1

I'm trying to expand on this question but can't figure out this issue:

Let's say I've got a file roll.txt:

echo "'123456789','987651234','129873645','213456789','987612345','543216789','432156789','876543291','213465789','542637819','123456','23456','22234','3456','7890543','34567891,'2345','567'" >> roll.txt

I can place a newline after every sixth comma with the following sed command:

sed 's/,/,\n/6; P; D' roll.txt
'123456789','987651234','129873645','213456789','987612345','543216789',
'432156789','876543291','213465789','542637819','123456','23456',
'22234','3456','7890543','34567891,'2345','567'

However, when I try to place two newlines after every sixth comma:

sed 's/,/,\n\n/6; P; D' roll.txt
'123456789','987651234','129873645','213456789','987612345','543216789',

'432156789','876543291','213465789','542637819','123456','23456',

'22234','3456','7890543','34567891,'2345','567'

I instead get two newlines after the sixth comma, and four newlines after the 12th comma. Why? And how can I get two newlines after every sixth comma?

jophuh
  • 13
  • 2
    The P; D sequence only prints and deletes up to the first \n - leaving the second \n at the beginning of the pattern space. If you have a recent version of GNU sed, try running it with the --debug option to see what happens. – steeldriver Oct 13 '23 at 01:52

5 Answers5

2

As written in steeldriver's comment, in each cycle you add two lines, but print and remove only one. This would grow worse for longer sequences, with 3 and 7 and 15 empty lines ...

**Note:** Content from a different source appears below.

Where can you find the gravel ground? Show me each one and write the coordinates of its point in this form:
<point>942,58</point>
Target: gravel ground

Thus, don't do the replacement, if your first line is empty:

sed '/^\n/!s/,/,\n\n/6; P; D'
Philippos
  • 13,453
2

With GNU awk for mult-char RS you could just define each record as being 6 non-commas-then-comma fields:

$ echo "'123456789','987651234','129873645','213456789','987612345','543216789','432156789','876543291','213465789','542637819','123456','23456','22234','3456','7890543','34567891,'2345','567'" |
awk -v RS='([^,]*,){0,6}' 'RT{print RT}'
'123456789','987651234','129873645','213456789','987612345','543216789',
'432156789','876543291','213465789','542637819','123456','23456',
'22234','3456','7890543','34567891,'2345',

and if you wanted to make sure every output line is 6 fields and only ends with , when the last field is empty so it's a valid CSV you could do:

$ echo "'123456789','987651234','129873645','213456789','987612345','543216789','432156789','876543291','213465789','542637819','123456','23456','22234','3456','7890543','34567891,'2345','567'" |
awk -v n=6 'BEGIN{RS="([^,]*,){0,"n"}"; FS=OFS=","} RT{$0=gensub(/,$/,"",1,RT); $n=$n; print}'
'123456789','987651234','129873645','213456789','987612345','543216789'
'432156789','876543291','213465789','542637819','123456','23456'
'22234','3456','7890543','34567891,'2345',
Ed Morton
  • 31,617
1

Using Raku (formerly known as Perl_6)

If you want to combine elements in Raku you can batch them together:

~$  raku -ne 'put join "\n", .split(",").batch(6).map: *.join(",");' roll.txt
'123456789','987651234','129873645','213456789','987612345','543216789'
'432156789','876543291','213465789','542637819','123456','23456'
'22234','3456','7890543','34567891,'2345','567'

So to get two-newlines between each batch, just join on \n\n:

~$  raku -ne 'put join "\n\n", .split(",").batch(6).map: *.join(",");' roll.txt
'123456789','987651234','129873645','213456789','987612345','543216789'

'432156789','876543291','213465789','542637819','123456','23456'

'22234','3456','7890543','34567891,'2345','567'

Raku's batch function is equivalent to Raku's rotor(..., :partial) call. If you want to drop incomplete sets of 6 elements at the end just call rotor().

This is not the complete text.